On June 8, assisted living and intermediate care facilities were permitted to facilitate outdoor visitations. DeWine added the state is in the process of testing every nursing home in Ohio.

DeWine said the Ohio National Guard is making progress toward the long-term goal of testing every nursing home facility, which includes testing staff members as well.

“We’re working with the nursing homes to make sure that happens,” DeWine said. “As far as the visitation, once the nursing home has been cleared, once the testing has been taken place, then that nursing home can in fact start opening up for visitation.”

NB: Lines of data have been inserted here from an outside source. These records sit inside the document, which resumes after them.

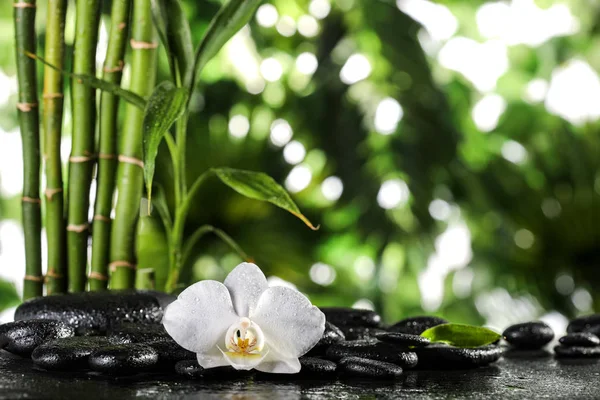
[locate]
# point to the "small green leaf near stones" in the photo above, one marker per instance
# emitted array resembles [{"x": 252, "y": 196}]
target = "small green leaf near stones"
[{"x": 460, "y": 335}]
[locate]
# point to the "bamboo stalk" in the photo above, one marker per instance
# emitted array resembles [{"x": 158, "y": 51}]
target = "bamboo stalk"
[
  {"x": 82, "y": 152},
  {"x": 24, "y": 21},
  {"x": 107, "y": 160},
  {"x": 56, "y": 277},
  {"x": 130, "y": 173}
]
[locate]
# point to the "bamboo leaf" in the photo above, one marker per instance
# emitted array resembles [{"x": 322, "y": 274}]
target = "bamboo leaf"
[
  {"x": 460, "y": 335},
  {"x": 260, "y": 186},
  {"x": 230, "y": 19},
  {"x": 96, "y": 83},
  {"x": 175, "y": 34},
  {"x": 166, "y": 104}
]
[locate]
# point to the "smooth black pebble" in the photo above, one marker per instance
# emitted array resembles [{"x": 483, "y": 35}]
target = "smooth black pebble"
[
  {"x": 589, "y": 323},
  {"x": 403, "y": 339},
  {"x": 331, "y": 335},
  {"x": 312, "y": 366},
  {"x": 577, "y": 351},
  {"x": 416, "y": 325},
  {"x": 372, "y": 350},
  {"x": 361, "y": 367},
  {"x": 67, "y": 354},
  {"x": 437, "y": 356},
  {"x": 360, "y": 332},
  {"x": 97, "y": 310},
  {"x": 123, "y": 359},
  {"x": 584, "y": 339},
  {"x": 529, "y": 335},
  {"x": 22, "y": 337},
  {"x": 138, "y": 333},
  {"x": 351, "y": 316}
]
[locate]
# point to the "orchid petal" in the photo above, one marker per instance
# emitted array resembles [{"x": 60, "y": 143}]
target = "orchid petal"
[
  {"x": 291, "y": 324},
  {"x": 242, "y": 361},
  {"x": 246, "y": 283},
  {"x": 200, "y": 317}
]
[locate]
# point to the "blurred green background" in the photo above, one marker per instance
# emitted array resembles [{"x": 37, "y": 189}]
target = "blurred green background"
[{"x": 449, "y": 150}]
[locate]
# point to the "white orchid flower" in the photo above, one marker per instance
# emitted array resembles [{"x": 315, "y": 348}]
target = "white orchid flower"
[{"x": 245, "y": 323}]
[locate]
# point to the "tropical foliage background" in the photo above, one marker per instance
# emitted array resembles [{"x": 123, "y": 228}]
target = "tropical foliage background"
[{"x": 449, "y": 150}]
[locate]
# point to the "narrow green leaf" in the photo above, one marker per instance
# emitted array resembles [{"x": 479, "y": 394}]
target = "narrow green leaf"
[
  {"x": 94, "y": 82},
  {"x": 260, "y": 186},
  {"x": 175, "y": 34},
  {"x": 166, "y": 104},
  {"x": 460, "y": 335},
  {"x": 230, "y": 19}
]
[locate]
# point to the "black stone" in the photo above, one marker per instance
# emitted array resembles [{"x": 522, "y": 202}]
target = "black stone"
[
  {"x": 360, "y": 332},
  {"x": 331, "y": 335},
  {"x": 589, "y": 323},
  {"x": 189, "y": 368},
  {"x": 97, "y": 310},
  {"x": 437, "y": 356},
  {"x": 317, "y": 367},
  {"x": 584, "y": 339},
  {"x": 577, "y": 351},
  {"x": 403, "y": 339},
  {"x": 373, "y": 350},
  {"x": 169, "y": 353},
  {"x": 416, "y": 325},
  {"x": 123, "y": 359},
  {"x": 138, "y": 333},
  {"x": 22, "y": 337},
  {"x": 67, "y": 354},
  {"x": 529, "y": 335},
  {"x": 361, "y": 367},
  {"x": 351, "y": 316}
]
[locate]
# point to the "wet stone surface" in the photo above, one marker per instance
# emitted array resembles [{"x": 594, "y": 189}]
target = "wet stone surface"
[
  {"x": 529, "y": 335},
  {"x": 416, "y": 325},
  {"x": 67, "y": 354},
  {"x": 355, "y": 366},
  {"x": 584, "y": 339},
  {"x": 22, "y": 337},
  {"x": 589, "y": 323},
  {"x": 402, "y": 339},
  {"x": 97, "y": 310},
  {"x": 373, "y": 350},
  {"x": 438, "y": 356},
  {"x": 123, "y": 359},
  {"x": 340, "y": 316}
]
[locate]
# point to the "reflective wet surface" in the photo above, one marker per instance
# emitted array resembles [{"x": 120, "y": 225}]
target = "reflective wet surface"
[{"x": 535, "y": 375}]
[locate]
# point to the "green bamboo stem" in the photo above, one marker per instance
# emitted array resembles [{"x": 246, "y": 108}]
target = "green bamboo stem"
[
  {"x": 107, "y": 160},
  {"x": 56, "y": 277},
  {"x": 82, "y": 151},
  {"x": 24, "y": 21},
  {"x": 130, "y": 173}
]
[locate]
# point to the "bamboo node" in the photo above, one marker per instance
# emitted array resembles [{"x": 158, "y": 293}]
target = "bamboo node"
[
  {"x": 103, "y": 156},
  {"x": 33, "y": 278},
  {"x": 121, "y": 264},
  {"x": 53, "y": 96},
  {"x": 80, "y": 159},
  {"x": 118, "y": 68},
  {"x": 78, "y": 228},
  {"x": 22, "y": 4},
  {"x": 139, "y": 45},
  {"x": 102, "y": 218},
  {"x": 50, "y": 192},
  {"x": 131, "y": 160},
  {"x": 26, "y": 107},
  {"x": 98, "y": 276},
  {"x": 34, "y": 200},
  {"x": 53, "y": 274}
]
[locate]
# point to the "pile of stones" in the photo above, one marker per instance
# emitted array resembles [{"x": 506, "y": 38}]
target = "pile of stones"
[{"x": 119, "y": 333}]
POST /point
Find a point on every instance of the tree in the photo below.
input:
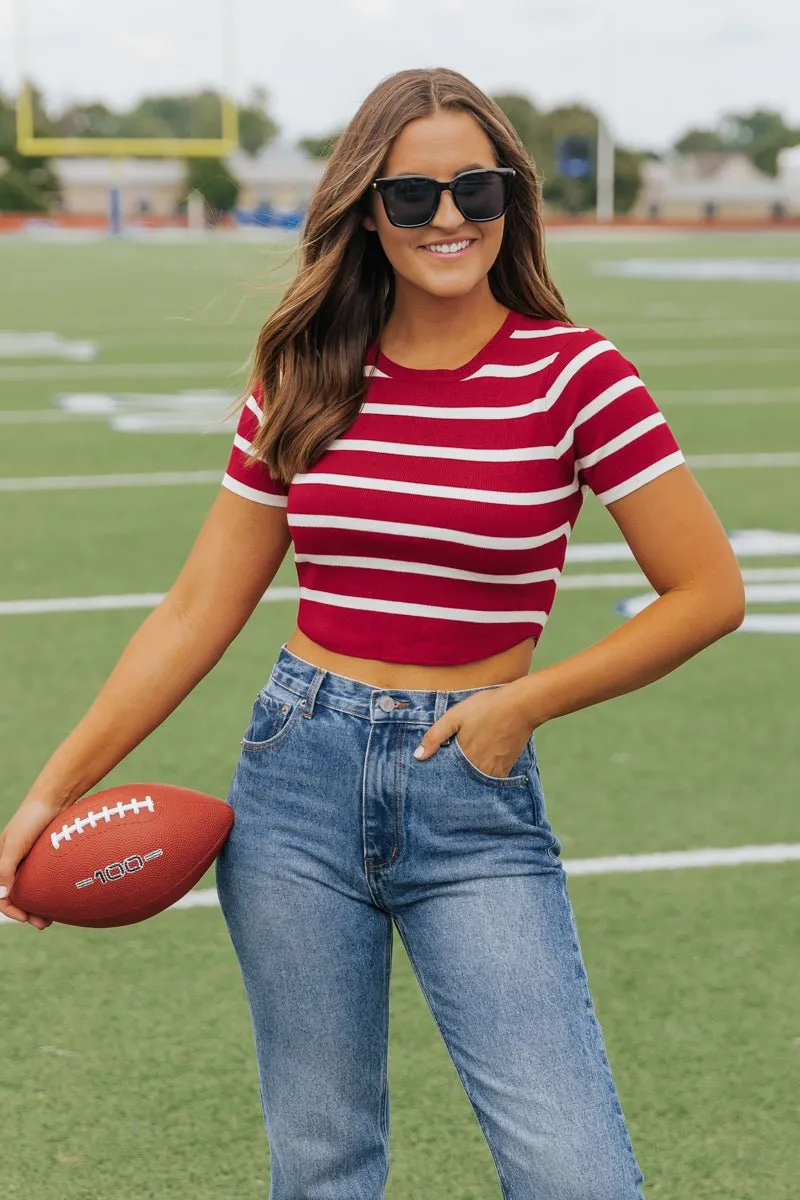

DeWine said they looked at allowing visitations in nursing homes for the past few months before making this decision.

“We are now a number of months into this, which simply means there are a lot of people who have been locked up and cannot have visits from their family,” DeWine said. “It weighed heavy on me . . . on the one hand, you do not want to introduce the virus into the nursing home. But on the other hand . . . [people] just say that their loved one is going downhill in the nursing home.”